The remarks provoked a storm of criticism in Russia which supplied several Iskander systems to Armenia in 2015. Senior members of the State Duma, Russia’s lower house of parliament, attacked Pashinyan in unusually strong terms.
“The Iskander is a highly precise weapon, which has repeatedly been proved during military exercises,” said Viktor Zavarzin, the deputy chairman of a State Duma committee on defense and security.
What Pashinyan said about the missile is a “complete lie,” Zavarzin told the Govorit Moskva radio station.
Another Russian lawmaker, Dmitry Sablin, mocked the Armenian premier and questioned his competence.
“A bad dancer is hampered by other things. This popular saying best describes the Armenian prime minister’s claims about the use of the Iskander in the last war and its being obsolete,” the RIA Novosti news agency quoted Sablin as saying.
Vladimir Solovyov, Russia’s leading political talk show host, and other pro-Kremlin commentators likewise denounced Pashinyan’s remarks widely circulated by the Russian media.
Pashinyan also came under fire from his political opponents at home.
“How can 10 percent of a missile explode and the remaining 90 percent not explode after hitting a target?” said Seyran Ohanyan, a retired general who served as Armenia’s defense minister during the acquisition of Iskander missiles.

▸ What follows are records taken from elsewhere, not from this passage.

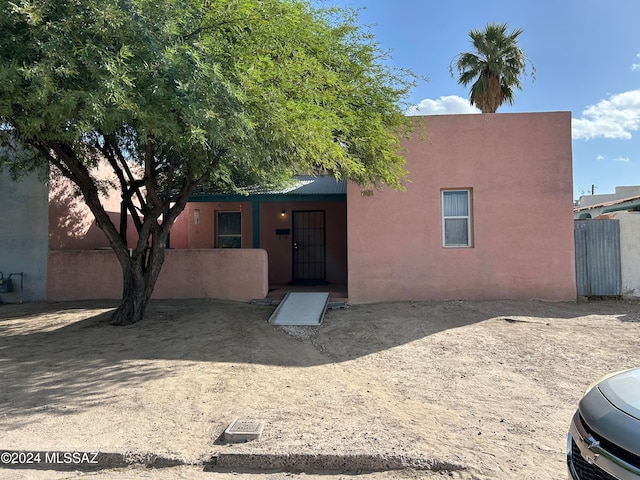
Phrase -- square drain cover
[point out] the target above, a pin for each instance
(243, 430)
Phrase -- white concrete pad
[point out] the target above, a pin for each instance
(301, 308)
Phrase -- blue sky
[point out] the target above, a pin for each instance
(587, 59)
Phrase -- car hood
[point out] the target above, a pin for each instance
(623, 391)
(612, 409)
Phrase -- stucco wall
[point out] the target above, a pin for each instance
(23, 235)
(232, 274)
(519, 167)
(629, 252)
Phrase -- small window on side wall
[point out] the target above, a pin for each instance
(229, 230)
(456, 218)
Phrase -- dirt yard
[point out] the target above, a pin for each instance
(463, 390)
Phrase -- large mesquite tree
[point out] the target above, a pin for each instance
(173, 94)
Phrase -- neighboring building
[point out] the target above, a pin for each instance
(591, 206)
(486, 215)
(23, 237)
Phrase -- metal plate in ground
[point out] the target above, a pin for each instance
(301, 308)
(243, 430)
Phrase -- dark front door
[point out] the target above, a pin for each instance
(309, 249)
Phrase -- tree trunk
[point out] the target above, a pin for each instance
(139, 273)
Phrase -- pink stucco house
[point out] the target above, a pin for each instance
(487, 214)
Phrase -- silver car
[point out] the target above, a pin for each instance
(604, 435)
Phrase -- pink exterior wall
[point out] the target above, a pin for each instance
(71, 223)
(233, 274)
(519, 167)
(187, 234)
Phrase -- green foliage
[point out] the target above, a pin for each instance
(494, 68)
(226, 91)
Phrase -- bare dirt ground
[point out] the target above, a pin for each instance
(463, 390)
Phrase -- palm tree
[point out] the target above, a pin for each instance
(494, 68)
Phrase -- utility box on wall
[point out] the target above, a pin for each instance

“I think that [Pashinyan] is very far from being qualified to make judgments about them,” Ohanyan told RFE/RL’s Armenian Service.
With a firing range of up to 500 kilometers, the Iskander is known for its precision and ability to overcome modern missile defense shields. Russia prompted serious concerns from the United States and other Western powers when it deployed such missiles to its Kaliningrad exclave on the Baltic Sea in 2018.